Ma respiration s’accélère, la sienne aussi. Elle se déchaîne sur ma queue avec sa bouche. Mon sexe est comme un volcan qui va entrer en éruption. Je lui indique par des petits « ohh », « ahhh » que je ne vais plus pouvoir me retenir longtemps. Je veux lui laisser le choix de se retirer avant le bouquet final. Elle accélère, je m’abandonne au plaisir. Une onde de choc me transperce, mon corps se cambre, je suis au nirvana de l’extase.
Je l’entends avaler goulûment mes longues giclées de sperme, nettoyer mon sexe jusqu’à la dernière goutte, se relever en émettant un petit « hummm » de plaisir.
Nous sommes épuisés. Elle pose sa tête sur ma poitrine, dessinant des arabesques sur mon torse. J’ai envie de la serrer dans mes bras, mais je suis toujours entravé. Je ne sais pas combien de temps nous restons là. Peut-être me suis-je assoupi ?
Je suis tiré de ma rêverie par le bruit de l’eau de la douche. Je suis seul sur le lit, entièrement nu. Je l’entends se sécher, se rhabiller. J’ai envie de lui hurler de rester. J’ai promis. Je me mords les lèvres.
Elle s’approche de moi, m’embrasse comme jamais personne ne l’a fait. Elle me caresse la joue une dernière fois. Elle doit m’observer certainement. Je sens qu’elle pose quelque chose sur le lit, me détache et quitte la pièce.
Le vide. Oppressant.
Je reste là, bêtement. Il me faut un certain temps pour enlever mon bandeau et allumer la lumière. Sur le lit, il y a une enveloppe, identique aux autres :
« Monsieur,
Je ne suis pas une de vos étudiantes. Je suis mariée, j’ai trois enfants, dont un adolescent. J’aime profondément mon mari, mais depuis que nous nous connaissons je n’ai eu de cesse de penser à vous. Après m’avoir intriguée, vous m’avez charmée par votre audace.
Je ne vous ai pas laissé me pénétrer même si j’en avais cruellement envie. Disons que c’est un petit arrangement avec ma conscience vis-à-vis de mon engagement envers mon mari. Vous trouverez cela certainement ridicule, mais c’était mon choix.

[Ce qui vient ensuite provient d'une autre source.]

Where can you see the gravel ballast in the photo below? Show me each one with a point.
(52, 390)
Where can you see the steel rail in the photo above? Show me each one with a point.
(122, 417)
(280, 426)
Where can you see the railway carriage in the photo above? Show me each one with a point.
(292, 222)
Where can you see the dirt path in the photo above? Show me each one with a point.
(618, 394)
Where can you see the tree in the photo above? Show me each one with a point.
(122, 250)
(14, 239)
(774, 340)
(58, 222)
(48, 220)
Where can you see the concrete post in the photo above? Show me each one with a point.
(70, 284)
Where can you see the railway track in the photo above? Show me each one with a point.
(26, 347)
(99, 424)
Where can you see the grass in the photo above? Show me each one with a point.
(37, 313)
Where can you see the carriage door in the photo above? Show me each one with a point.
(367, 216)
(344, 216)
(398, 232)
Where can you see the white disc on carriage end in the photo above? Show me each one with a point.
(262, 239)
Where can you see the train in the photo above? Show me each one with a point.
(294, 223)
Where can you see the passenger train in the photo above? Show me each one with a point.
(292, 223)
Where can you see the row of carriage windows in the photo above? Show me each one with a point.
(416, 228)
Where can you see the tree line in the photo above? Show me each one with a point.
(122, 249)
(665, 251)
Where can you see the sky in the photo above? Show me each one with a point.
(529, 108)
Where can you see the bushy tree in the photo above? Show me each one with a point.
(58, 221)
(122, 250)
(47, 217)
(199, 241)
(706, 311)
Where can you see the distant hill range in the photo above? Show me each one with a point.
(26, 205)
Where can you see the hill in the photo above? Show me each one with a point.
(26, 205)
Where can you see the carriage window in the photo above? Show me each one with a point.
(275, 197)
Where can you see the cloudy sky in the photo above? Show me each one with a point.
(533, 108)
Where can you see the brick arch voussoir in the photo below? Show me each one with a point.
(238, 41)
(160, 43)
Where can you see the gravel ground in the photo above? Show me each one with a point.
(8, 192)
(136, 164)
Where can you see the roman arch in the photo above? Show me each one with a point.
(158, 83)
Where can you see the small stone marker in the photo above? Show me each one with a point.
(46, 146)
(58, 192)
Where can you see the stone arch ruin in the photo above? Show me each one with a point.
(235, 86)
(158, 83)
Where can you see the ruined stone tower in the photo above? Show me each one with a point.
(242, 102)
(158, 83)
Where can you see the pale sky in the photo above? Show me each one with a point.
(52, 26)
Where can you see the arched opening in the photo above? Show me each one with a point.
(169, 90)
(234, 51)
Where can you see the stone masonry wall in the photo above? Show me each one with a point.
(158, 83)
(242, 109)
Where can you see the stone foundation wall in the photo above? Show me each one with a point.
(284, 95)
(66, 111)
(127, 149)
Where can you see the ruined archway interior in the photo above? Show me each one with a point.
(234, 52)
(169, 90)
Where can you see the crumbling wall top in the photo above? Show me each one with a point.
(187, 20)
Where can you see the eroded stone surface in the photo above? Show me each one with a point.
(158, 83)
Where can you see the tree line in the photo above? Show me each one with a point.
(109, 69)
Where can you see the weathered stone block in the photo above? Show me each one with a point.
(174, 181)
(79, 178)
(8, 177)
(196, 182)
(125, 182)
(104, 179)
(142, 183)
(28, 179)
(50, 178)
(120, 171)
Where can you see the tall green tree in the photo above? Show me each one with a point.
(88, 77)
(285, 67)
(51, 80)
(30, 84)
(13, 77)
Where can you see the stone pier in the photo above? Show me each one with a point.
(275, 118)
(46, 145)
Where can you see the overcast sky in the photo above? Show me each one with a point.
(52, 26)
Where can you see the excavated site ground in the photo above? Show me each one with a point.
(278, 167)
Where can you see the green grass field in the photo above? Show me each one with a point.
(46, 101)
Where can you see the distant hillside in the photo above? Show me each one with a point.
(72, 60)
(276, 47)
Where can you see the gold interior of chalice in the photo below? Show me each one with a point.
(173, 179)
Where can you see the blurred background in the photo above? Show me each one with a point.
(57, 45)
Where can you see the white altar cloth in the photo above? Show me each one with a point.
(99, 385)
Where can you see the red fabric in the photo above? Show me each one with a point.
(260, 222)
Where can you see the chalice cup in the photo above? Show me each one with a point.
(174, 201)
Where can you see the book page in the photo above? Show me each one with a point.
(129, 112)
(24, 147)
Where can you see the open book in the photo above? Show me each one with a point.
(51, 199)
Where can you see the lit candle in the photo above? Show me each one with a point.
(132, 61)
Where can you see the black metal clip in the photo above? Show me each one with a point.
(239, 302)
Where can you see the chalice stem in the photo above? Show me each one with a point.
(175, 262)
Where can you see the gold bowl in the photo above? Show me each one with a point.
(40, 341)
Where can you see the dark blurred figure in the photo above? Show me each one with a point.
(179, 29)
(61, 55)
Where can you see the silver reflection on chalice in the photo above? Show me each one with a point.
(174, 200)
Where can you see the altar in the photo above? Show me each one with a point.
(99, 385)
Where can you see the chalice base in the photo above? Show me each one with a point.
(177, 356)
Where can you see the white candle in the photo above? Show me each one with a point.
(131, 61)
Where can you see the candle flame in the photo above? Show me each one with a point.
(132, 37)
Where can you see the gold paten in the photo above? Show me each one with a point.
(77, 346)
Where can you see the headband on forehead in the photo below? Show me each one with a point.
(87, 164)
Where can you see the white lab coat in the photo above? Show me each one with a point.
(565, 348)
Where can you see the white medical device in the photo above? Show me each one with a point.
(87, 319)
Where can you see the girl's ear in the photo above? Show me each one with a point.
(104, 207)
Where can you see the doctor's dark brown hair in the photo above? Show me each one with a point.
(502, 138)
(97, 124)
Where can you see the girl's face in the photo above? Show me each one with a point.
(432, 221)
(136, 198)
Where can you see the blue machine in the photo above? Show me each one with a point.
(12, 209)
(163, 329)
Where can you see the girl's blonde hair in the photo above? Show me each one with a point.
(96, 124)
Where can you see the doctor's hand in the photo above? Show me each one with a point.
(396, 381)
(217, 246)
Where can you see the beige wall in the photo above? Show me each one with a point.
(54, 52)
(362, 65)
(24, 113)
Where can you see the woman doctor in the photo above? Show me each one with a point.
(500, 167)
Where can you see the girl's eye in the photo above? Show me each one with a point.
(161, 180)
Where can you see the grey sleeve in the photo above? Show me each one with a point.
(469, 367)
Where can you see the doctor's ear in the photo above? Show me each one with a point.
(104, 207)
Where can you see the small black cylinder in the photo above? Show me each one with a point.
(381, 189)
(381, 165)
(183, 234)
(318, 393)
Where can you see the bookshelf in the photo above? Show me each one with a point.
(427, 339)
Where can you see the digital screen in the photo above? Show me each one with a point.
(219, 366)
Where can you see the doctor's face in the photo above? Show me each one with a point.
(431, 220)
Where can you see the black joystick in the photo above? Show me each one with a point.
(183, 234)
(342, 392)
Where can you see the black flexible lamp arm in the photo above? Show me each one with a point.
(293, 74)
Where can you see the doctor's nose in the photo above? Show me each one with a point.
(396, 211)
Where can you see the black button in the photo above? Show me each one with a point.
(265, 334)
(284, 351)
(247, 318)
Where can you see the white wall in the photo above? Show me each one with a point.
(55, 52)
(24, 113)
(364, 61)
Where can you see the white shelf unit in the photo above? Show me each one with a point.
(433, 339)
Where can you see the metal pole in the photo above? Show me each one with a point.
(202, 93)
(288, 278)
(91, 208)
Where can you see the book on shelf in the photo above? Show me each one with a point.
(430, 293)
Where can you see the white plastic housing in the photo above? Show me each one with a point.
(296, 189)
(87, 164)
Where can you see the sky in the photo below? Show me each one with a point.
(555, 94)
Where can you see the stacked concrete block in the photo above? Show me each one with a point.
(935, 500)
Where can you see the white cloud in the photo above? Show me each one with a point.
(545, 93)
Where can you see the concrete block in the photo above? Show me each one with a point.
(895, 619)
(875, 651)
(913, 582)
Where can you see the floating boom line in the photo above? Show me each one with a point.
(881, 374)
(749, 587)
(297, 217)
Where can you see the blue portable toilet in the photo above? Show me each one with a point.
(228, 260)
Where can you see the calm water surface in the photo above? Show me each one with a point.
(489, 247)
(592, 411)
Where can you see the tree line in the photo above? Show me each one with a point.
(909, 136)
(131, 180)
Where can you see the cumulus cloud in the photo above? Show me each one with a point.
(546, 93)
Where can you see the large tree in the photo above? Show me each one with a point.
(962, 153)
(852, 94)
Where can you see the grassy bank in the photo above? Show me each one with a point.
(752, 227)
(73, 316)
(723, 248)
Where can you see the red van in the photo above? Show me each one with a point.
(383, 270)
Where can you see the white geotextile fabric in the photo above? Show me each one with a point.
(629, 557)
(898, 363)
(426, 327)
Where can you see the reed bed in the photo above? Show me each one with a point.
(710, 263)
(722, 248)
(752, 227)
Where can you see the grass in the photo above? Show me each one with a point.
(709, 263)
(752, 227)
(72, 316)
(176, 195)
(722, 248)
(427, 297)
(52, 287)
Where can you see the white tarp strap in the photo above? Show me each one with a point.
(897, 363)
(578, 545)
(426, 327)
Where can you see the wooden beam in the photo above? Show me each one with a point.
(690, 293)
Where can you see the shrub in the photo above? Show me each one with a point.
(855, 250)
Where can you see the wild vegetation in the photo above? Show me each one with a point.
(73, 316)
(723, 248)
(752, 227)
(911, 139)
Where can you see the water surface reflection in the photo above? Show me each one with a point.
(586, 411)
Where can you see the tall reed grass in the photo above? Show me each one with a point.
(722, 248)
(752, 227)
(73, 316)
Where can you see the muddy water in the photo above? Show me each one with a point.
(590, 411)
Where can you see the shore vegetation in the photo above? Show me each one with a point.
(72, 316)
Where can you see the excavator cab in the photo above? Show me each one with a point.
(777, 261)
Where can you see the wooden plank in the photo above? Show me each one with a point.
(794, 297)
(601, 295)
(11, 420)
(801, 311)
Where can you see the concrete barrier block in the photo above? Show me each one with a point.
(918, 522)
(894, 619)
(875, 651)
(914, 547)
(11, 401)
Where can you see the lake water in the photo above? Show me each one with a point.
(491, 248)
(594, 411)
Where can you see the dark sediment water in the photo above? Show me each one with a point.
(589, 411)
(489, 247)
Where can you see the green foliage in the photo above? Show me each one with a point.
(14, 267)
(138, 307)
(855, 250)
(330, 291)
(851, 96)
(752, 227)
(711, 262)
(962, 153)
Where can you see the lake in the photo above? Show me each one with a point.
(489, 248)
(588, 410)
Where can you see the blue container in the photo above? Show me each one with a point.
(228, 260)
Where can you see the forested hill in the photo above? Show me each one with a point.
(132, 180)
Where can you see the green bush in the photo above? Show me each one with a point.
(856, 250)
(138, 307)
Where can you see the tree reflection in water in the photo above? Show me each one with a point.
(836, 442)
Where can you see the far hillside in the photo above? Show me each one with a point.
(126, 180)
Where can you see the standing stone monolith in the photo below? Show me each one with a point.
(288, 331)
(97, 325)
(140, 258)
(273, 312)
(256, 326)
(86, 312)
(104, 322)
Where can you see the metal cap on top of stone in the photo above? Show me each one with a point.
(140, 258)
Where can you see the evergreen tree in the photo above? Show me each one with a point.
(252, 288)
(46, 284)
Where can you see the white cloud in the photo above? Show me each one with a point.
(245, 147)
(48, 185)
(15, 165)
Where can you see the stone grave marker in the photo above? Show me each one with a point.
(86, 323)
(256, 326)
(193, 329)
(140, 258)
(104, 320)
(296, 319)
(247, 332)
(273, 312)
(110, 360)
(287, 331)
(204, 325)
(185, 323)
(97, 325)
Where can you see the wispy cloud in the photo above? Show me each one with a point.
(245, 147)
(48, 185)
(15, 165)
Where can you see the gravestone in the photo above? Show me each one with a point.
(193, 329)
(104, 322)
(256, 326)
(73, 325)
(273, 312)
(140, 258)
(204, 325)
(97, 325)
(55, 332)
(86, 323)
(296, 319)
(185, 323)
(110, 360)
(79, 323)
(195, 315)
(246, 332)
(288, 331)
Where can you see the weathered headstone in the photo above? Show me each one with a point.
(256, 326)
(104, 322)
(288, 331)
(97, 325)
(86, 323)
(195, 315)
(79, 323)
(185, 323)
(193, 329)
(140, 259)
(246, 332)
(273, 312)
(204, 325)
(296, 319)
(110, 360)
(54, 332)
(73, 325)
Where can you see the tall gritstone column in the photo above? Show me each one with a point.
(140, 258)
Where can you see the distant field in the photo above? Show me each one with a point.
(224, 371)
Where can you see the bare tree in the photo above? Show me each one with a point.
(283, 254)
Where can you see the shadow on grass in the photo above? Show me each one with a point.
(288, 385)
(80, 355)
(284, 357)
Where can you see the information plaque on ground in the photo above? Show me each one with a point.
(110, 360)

Vous m’avez offert d’inoubliables plaisirs gourmands. Je vous en remercie.
Que votre journée soit aussi enrichissante que la mienne. »
Je suis abasourdi. Qui est-elle ? Peu importe.
Au fond de mon cœur, j’ai envie que ce soit cette femme qui hante mon esprit depuis quelque temps, cette femme aux yeux verts qui illuminent sa peau ambrée. Elle restera pour moi l’amante de la chambre 32.